3. The Distribution of the Indicate-species Communities Dividing the Natural Grassland Vegetation Zones according to the Vegetation Survey Files of National Survey on the Natural Environment. (<Special Feature>Ecological Consideration for the Distribution of Natural Grassland Vegetation Zones in Relation to the Climate and Climate Change in Japan)

We sampled some grassland vegetation types, whose the distributions were ditermind based upon the climatic environment factors in Japan, from the Vegetation Files of National Survey on the Natural Environment published by the Environment Agency. As the result, Zoysia japonica-type grassland, Sasa-type grassland (Sect. Macrochlamys Nakai, Sect. Sasa (Eusasa Nakai) and Sect. Grassinodi Nakai), Pleioblastus chino-type grassland and Zoysia japonica-type grassland, were found to be appropriate for dividing the grassland vegetation zones in Japan as stated in the prvious papers. Furthermore, Pleioblastus linearis-type grassland, Deschampasia-t6ype grassland and so forth were also found to be appropriate for the division. When Zoysia japonica-type grassland vegetation was defined as the temperate grassland in Japan, the subtropical natural grassland vegetation was defined as Zoysia tenuifolia-type grassland and Pleioblastus linearis-type grassland. If the temperate zone was divided into the cold-temperate zone and the warm-temperate zone, Sasa-type grassland and Pleioblastus chino-type grassland were appropriate for dividing them. The subarctic grassland vegetation type, however, was not determined because the vegetation did not appear enough in the files. Incidentally, Miscunthus sinensis and Imperata cylindrica communities adapted to the wide range of the temperature so that these could not be considered as appropriate for the division of the vegetations.

4. The Effects of Global Warming on the Natural Grassland Vegetation in Japan (<Special Feature>Ecological Consideration for the Distribution of Natural Grassland Vegetation Zones in Relation to the Climate and Climate Change in Japan)

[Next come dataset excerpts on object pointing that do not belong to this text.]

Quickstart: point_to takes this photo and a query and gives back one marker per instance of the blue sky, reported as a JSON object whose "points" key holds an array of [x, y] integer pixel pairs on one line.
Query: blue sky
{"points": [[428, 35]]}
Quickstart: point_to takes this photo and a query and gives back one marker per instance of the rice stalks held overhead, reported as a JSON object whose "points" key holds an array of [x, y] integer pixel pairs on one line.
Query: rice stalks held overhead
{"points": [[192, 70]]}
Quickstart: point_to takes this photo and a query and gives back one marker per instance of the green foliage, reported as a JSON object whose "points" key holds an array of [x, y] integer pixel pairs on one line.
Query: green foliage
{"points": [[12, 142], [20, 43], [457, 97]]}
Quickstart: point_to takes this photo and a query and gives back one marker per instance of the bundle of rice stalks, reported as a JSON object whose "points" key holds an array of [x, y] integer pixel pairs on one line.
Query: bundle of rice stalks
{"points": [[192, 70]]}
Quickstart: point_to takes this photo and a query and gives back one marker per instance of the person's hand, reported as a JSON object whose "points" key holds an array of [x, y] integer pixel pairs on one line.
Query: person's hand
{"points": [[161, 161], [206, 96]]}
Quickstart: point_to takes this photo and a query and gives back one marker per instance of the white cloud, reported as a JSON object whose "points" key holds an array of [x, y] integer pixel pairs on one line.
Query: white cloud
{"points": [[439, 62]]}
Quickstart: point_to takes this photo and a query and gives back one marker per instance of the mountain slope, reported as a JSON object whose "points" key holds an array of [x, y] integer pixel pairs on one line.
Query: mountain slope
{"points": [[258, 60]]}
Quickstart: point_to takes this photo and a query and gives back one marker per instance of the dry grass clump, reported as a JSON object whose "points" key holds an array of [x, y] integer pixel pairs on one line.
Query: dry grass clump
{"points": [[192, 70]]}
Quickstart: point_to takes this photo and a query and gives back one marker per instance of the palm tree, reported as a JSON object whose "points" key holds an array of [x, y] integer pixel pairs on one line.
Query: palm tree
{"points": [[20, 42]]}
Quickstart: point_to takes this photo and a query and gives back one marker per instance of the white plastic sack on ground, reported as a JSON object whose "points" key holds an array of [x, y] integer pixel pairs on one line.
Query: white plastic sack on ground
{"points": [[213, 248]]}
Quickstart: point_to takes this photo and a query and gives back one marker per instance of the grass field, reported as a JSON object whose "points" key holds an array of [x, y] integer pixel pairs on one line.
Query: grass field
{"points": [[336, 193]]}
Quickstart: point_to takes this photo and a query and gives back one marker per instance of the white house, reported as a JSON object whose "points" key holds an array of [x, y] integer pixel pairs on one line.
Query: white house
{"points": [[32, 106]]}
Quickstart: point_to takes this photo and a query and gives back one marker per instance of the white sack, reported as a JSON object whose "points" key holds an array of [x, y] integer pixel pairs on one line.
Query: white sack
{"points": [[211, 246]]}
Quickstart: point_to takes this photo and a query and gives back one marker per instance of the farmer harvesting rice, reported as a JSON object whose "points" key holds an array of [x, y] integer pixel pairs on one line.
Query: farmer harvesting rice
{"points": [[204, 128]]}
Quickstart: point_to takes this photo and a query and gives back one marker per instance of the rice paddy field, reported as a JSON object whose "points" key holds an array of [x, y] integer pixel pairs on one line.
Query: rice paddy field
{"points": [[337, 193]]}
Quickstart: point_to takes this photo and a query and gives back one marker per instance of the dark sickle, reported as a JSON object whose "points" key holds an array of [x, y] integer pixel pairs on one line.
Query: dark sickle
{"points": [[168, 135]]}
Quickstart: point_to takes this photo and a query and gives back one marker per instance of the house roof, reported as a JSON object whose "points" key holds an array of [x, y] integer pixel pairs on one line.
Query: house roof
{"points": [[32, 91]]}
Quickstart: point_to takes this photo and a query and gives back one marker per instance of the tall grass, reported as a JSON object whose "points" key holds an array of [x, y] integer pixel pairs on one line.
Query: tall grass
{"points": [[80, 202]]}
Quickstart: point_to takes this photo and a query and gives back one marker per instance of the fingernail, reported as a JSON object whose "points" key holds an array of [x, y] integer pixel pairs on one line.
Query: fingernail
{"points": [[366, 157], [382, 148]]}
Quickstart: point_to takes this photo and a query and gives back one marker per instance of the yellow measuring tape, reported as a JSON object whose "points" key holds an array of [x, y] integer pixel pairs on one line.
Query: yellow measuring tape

We predicted how natural grassland vegetation in Japan will change in response to the global warming. We divided the Japanese grassland vegetations into four vegetation zones ; the subarctic, the cool-temperate, the warm-temperate and the subtropical grassland vegetation zones according to Zoysia japonica-type grassland and Z. tenuifolia-type grassland, Sasa-type grassland and Pleioblastus chino-type grassland. According to our results, the distribution in natural grassland vegetation will not change within the next 50 to 60 years. After that, however, the temperature will rise so rapidly and the maximum snow depth will decrease rapidly. One hundred years from now later, the temperature will rise around 3.3 to 3.8 degrees Celsius and the natural vegetation zones in Japan will greatly change. In Hokkaido, the subarctic natural grassland vegetation zone in lowland area will disappear. And the warm-temperate natural grassland vegetation zone in the lowland will spread to Shimokita and Tsugaru peninsula, the northernmost of the mainland, and will also appear even in the plains around Abashiri and Tokachi district in Hokkaido. The cool-temperate natural grassland vegetation zone in Shikoku, Kyusyu and Kii peninsula were predicted to have mostly disappear. On the other hand, the subtropical natural grassland vegetation zones in lowlands of Kyusyu and Shikoku were predicted to spread over Boso peninsula, the south part of Kanto, and the southern Izu peninsula.